Binelli didn’t offer any pro-tips about engaging in the right way, but he did give valuable observations and commentary on the dynamics of the engagement that’s already happening. Throughout his book there is a core tension between wanting to fix Detroit’s problems, and wanting to appreciate and preserve the culture that is already there. Binell I concedes that “raising any sort of gentrification fears at this earliest stage of Detroit’s would-be comeback feels like an academic luxury. And yet, when phrases like ‘the most potentially ambitious urban planning initiative in modern history’ are being bandied about…it’s hard not to grimace at the thought of the plasticized, deadening nature of planned communities.” It can actually sound like an academic luxury, but Binelli’s book doesn’t shy away from the city’s almost surreal crime rates – a chapter or so away from this quote Binelli describes a grisly murder and dismemberment that took place in his neighborhood. And he addresses this, saying “If you ask a Detroiter about saving the city, it’s unlikely that she will mention tech start-ups or urban farming. The first thing most Detroiters want to talk about is crime.” But the book also explores how amidst the crime and poverty, there exists a distinct, legitimate culture that deserves to be protected. In the chapter titled “DIY City,” Binelli explores the ‘Do It Yourself’ culture so prevalent in Detroit, where regular citizens “take it upon themselves to tauten the civic slack.” The chapter details the vigilantism of the Detroit 300, the community service provided by illicit dog-catchers, urban farming, and a series of weekly outdoor blues concerts held on a crude stage on St. Aubin. Detroit, Binelli argues, is more complicated than the symbolism that the recession has forced it to assume.

At lunch, Binelli had mentioned the problems that a ‘beggars can’t be choosers’ mentality poses – the idea that anyone with deep pockets can assume make important decisions with little public accountability. He talked about cities that he considered plasticized, such as Dallas or Atlanta, and he and Ian worried about Detroit’s prospect of being subjected to top-down renewal plans by private interests.

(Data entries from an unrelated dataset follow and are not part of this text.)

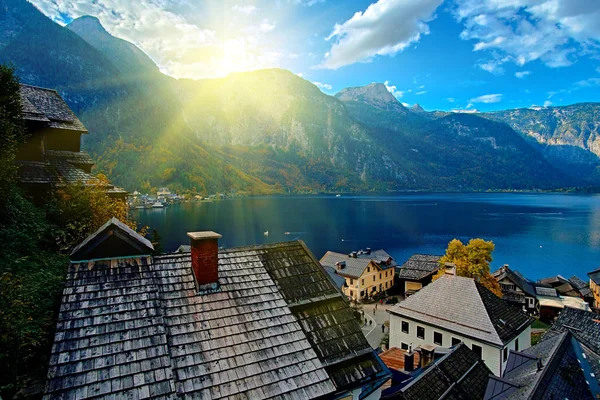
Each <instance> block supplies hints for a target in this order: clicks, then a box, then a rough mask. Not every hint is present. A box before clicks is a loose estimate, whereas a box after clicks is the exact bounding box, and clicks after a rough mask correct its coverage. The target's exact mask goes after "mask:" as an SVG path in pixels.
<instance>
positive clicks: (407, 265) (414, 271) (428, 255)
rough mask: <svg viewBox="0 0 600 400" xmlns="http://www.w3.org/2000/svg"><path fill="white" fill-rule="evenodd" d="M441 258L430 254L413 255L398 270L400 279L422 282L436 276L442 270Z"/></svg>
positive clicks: (414, 254) (439, 256)
mask: <svg viewBox="0 0 600 400" xmlns="http://www.w3.org/2000/svg"><path fill="white" fill-rule="evenodd" d="M440 258H442V256H434V255H429V254H414V255H412V256H411V257H410V258H409V259H408V260H407V261H406V262H405V263H404V264H402V266H401V267H400V269H399V270H398V278H400V279H407V280H414V281H420V280H421V279H423V278H426V277H428V276H429V275H432V274H435V273H436V272H437V270H438V269H439V268H440V264H439V261H440Z"/></svg>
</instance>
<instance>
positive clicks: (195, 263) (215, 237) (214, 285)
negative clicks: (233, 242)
mask: <svg viewBox="0 0 600 400" xmlns="http://www.w3.org/2000/svg"><path fill="white" fill-rule="evenodd" d="M187 235H188V236H189V237H190V239H191V241H190V245H191V252H192V254H191V255H192V271H193V272H194V277H195V278H196V283H197V284H198V289H200V290H217V289H218V281H219V239H220V238H222V236H221V235H219V234H218V233H216V232H212V231H204V232H188V234H187Z"/></svg>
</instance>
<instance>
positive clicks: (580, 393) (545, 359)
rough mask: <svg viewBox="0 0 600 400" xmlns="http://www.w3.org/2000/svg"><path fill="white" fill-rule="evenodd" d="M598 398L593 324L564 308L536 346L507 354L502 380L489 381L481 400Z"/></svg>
mask: <svg viewBox="0 0 600 400" xmlns="http://www.w3.org/2000/svg"><path fill="white" fill-rule="evenodd" d="M599 397H600V327H599V323H598V321H597V320H596V319H595V314H593V313H591V312H588V311H581V310H576V309H572V308H565V309H564V310H563V311H562V312H561V314H560V316H559V317H558V319H557V320H556V322H555V323H554V324H553V325H552V327H551V328H550V329H549V330H548V331H547V332H546V333H545V334H544V336H543V337H542V340H541V341H540V342H539V343H538V344H536V345H535V346H532V347H530V348H528V349H525V350H523V351H513V350H511V351H510V354H509V356H508V362H507V366H506V369H505V370H504V373H503V375H502V377H501V378H498V377H490V380H489V383H488V388H487V391H486V395H485V397H484V399H485V400H501V399H507V400H511V399H514V400H517V399H519V400H520V399H578V400H593V399H597V398H599Z"/></svg>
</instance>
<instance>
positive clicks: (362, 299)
mask: <svg viewBox="0 0 600 400" xmlns="http://www.w3.org/2000/svg"><path fill="white" fill-rule="evenodd" d="M320 263H321V265H322V266H323V267H329V268H333V269H335V273H336V274H337V275H339V276H341V277H343V278H344V279H345V280H346V283H345V285H344V286H343V287H342V290H343V293H344V294H345V295H346V296H347V297H348V298H349V299H352V300H363V299H366V298H369V297H373V296H375V295H376V294H379V293H384V292H385V291H386V290H388V289H390V288H391V287H392V286H393V285H394V271H395V267H396V265H397V264H396V262H395V261H394V259H393V258H392V257H391V256H390V255H389V254H388V253H387V252H385V250H375V251H371V249H369V248H367V250H365V251H363V250H361V251H353V252H352V253H350V254H342V253H335V252H333V251H328V252H327V253H325V255H324V256H323V257H322V258H321V261H320Z"/></svg>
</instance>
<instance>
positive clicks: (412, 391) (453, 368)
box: [382, 343, 491, 400]
mask: <svg viewBox="0 0 600 400" xmlns="http://www.w3.org/2000/svg"><path fill="white" fill-rule="evenodd" d="M490 375H491V371H490V370H489V368H488V367H487V366H486V365H485V363H484V362H483V361H482V360H481V359H480V358H479V357H478V356H477V355H476V354H475V353H473V352H472V351H471V350H470V349H469V348H468V347H467V346H466V345H465V344H463V343H461V344H459V345H458V346H456V347H455V348H454V349H452V351H450V352H449V353H448V354H446V355H445V356H443V357H442V358H440V359H439V360H437V361H436V362H435V364H433V365H431V366H429V367H428V368H427V369H426V370H424V371H423V372H422V373H421V374H420V375H418V376H417V377H416V378H415V380H414V381H412V382H410V383H409V384H407V385H406V386H404V387H403V388H402V389H401V390H400V391H399V392H397V393H394V394H390V395H389V396H382V398H395V399H400V400H421V399H432V400H435V399H481V398H483V395H484V394H485V391H486V387H487V384H488V380H489V376H490ZM392 389H393V388H392Z"/></svg>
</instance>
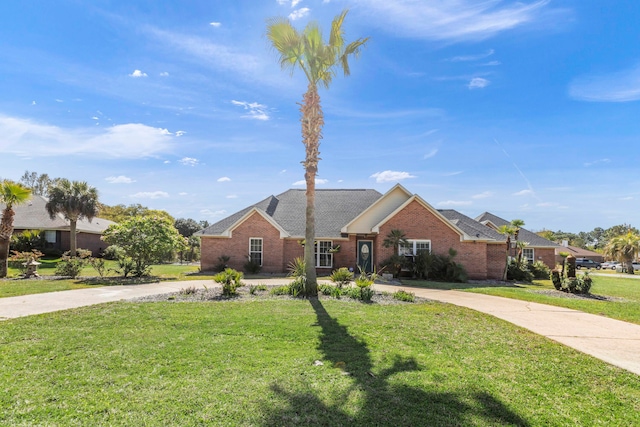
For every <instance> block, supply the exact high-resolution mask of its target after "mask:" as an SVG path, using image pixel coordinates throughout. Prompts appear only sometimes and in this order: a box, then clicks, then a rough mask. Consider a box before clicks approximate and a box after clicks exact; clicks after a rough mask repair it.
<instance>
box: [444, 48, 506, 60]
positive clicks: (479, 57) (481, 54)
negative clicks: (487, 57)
mask: <svg viewBox="0 0 640 427" xmlns="http://www.w3.org/2000/svg"><path fill="white" fill-rule="evenodd" d="M493 54H494V50H493V49H490V50H489V51H487V52H486V53H480V54H478V55H460V56H454V57H453V58H449V59H448V60H447V61H451V62H469V61H478V60H480V59H484V58H487V57H489V56H491V55H493Z"/></svg>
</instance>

Later, reading the section on the blues street performances, I understood how powerful that performance had been to Binelli, and implicitly how powerful the stories, the culture and the will of the people of Detroit were to him as well. The book has been well received by Detroiters, and maybe for that reason – Binelli places enormous importance on disambiguating the symbols and the rhetoric that has been assigned to the city, and focusing on reality.